Which she did: in a casual analytic mode, she categorized the farms as they passed by. Successful farms. Teetering farms. Abandoned farms. Successful farms were like people wearing expensive clothing—not showy, just that confident look of neatly buttoned doors and well-groomed roofs, the kind of farms that would appear on the covers of farm magazines. The teetering farms were like people wearing mismatched clothing—a shining tractor next to a gate that nobody bothered to repair. The abandoned farms had no pretense at all, disheveled but carefree with their tall grass and their splintered doors wagging in the breeze like shirttails that someone didn’t bother tucking in. Abandoned farms were like homeless hitchhikers ready to take a ride from anybody who passed.
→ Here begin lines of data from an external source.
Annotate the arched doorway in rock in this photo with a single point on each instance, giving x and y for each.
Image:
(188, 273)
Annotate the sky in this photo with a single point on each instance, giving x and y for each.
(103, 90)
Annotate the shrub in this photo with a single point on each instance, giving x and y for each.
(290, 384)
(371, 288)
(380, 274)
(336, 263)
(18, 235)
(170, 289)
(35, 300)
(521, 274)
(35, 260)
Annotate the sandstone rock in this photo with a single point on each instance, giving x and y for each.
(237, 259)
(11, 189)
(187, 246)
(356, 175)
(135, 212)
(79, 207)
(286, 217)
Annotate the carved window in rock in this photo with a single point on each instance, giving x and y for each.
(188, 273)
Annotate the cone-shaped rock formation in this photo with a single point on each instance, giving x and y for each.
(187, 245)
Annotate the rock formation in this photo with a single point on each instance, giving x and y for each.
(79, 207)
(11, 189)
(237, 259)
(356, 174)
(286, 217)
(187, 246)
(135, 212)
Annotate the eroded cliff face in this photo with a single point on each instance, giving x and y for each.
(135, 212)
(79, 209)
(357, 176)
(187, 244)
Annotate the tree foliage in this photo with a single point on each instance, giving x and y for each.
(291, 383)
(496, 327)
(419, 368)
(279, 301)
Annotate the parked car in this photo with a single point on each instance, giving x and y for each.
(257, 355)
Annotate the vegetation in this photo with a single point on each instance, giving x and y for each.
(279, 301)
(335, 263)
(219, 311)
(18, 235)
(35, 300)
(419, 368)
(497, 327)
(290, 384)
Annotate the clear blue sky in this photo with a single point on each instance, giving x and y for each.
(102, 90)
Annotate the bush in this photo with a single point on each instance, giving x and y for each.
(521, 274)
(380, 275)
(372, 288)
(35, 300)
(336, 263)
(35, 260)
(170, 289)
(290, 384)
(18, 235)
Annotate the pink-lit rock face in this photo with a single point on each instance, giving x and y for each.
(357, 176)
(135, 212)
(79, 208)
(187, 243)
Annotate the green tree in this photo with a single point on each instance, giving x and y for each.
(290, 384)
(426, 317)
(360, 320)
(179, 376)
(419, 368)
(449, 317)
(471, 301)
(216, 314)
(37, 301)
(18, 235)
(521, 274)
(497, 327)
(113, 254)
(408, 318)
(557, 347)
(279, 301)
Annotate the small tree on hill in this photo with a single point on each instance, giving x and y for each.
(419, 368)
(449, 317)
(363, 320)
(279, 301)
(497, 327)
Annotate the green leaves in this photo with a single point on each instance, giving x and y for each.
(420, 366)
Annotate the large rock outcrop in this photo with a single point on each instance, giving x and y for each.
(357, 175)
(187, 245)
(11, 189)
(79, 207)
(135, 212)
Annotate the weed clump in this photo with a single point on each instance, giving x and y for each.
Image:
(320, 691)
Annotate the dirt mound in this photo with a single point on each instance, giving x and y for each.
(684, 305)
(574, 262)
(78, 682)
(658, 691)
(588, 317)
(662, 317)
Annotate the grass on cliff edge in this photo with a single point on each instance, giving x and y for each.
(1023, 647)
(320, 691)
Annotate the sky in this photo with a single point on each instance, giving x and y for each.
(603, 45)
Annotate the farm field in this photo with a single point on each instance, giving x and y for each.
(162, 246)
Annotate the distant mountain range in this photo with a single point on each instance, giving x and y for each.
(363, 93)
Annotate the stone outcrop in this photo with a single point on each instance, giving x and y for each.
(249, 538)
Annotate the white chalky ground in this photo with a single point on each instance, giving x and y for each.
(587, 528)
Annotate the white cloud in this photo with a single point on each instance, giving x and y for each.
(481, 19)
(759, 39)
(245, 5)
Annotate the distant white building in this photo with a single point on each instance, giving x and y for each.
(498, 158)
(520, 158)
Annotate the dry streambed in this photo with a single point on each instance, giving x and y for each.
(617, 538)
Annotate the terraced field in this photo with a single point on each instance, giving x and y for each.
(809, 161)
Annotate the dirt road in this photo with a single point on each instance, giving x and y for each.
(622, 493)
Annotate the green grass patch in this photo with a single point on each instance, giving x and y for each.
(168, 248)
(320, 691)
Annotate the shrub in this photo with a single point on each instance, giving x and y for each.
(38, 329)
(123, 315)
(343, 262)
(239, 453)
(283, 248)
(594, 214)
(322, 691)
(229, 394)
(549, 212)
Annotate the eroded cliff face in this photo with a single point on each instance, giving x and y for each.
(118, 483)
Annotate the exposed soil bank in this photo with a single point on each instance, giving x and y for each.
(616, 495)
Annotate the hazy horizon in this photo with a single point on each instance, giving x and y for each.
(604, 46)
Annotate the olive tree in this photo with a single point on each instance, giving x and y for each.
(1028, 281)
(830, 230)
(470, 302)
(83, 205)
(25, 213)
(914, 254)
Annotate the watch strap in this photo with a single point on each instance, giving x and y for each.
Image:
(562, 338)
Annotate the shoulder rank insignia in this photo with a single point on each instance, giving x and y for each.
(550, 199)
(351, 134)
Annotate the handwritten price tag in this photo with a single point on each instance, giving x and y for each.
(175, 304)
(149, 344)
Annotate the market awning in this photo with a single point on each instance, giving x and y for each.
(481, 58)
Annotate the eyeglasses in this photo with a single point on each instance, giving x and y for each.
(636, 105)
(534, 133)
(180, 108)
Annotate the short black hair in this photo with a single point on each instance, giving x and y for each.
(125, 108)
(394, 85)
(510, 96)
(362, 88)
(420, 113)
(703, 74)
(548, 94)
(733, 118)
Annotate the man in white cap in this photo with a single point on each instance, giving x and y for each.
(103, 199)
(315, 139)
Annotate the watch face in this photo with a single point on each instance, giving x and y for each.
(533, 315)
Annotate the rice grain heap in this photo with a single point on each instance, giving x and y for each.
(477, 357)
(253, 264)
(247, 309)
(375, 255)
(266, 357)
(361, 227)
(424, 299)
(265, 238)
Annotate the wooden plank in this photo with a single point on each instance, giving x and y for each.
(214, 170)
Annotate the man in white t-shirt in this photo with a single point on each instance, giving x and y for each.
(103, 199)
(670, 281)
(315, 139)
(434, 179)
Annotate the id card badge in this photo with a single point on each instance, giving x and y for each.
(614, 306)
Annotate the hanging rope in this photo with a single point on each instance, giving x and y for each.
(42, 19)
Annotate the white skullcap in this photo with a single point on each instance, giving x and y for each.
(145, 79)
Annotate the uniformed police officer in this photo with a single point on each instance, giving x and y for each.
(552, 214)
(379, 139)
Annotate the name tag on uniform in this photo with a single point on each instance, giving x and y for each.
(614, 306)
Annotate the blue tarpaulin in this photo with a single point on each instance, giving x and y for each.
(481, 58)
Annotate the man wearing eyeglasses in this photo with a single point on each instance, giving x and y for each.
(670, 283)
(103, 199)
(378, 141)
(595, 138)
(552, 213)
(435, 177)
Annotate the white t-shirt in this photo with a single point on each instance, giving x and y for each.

Alice knew that the Krayenbraak farm was a teetering farm but it didn’t have any mismatched clothing. Its troubles were hidden behind a facade of order and tidiness: no loose hinges, no loose barbed wire, no loose shingles.
Three miles from the Krayenbraak farm her father stopped the car at a “cornfield corner,” an intersection where the cornfields obstructed the view in all four directions. Alice thought for a moment that he was simply being his cautious self or that he might be stopping to appreciate the beauty of the flourishing cornfields, but then she saw her mother’s shoulders tighten and knew this was the moment they had chosen for the dam of silence to be broken.
4
As her father drove slowly through the intersection, the dam broke with her mother’s sharp-edged voice from the front seat: “Do those people speak English?”
“Of course,” said Alice quickly. “Nickson will be at Midwest and Mai will be at Redemption. You know that. She has a scholarship.”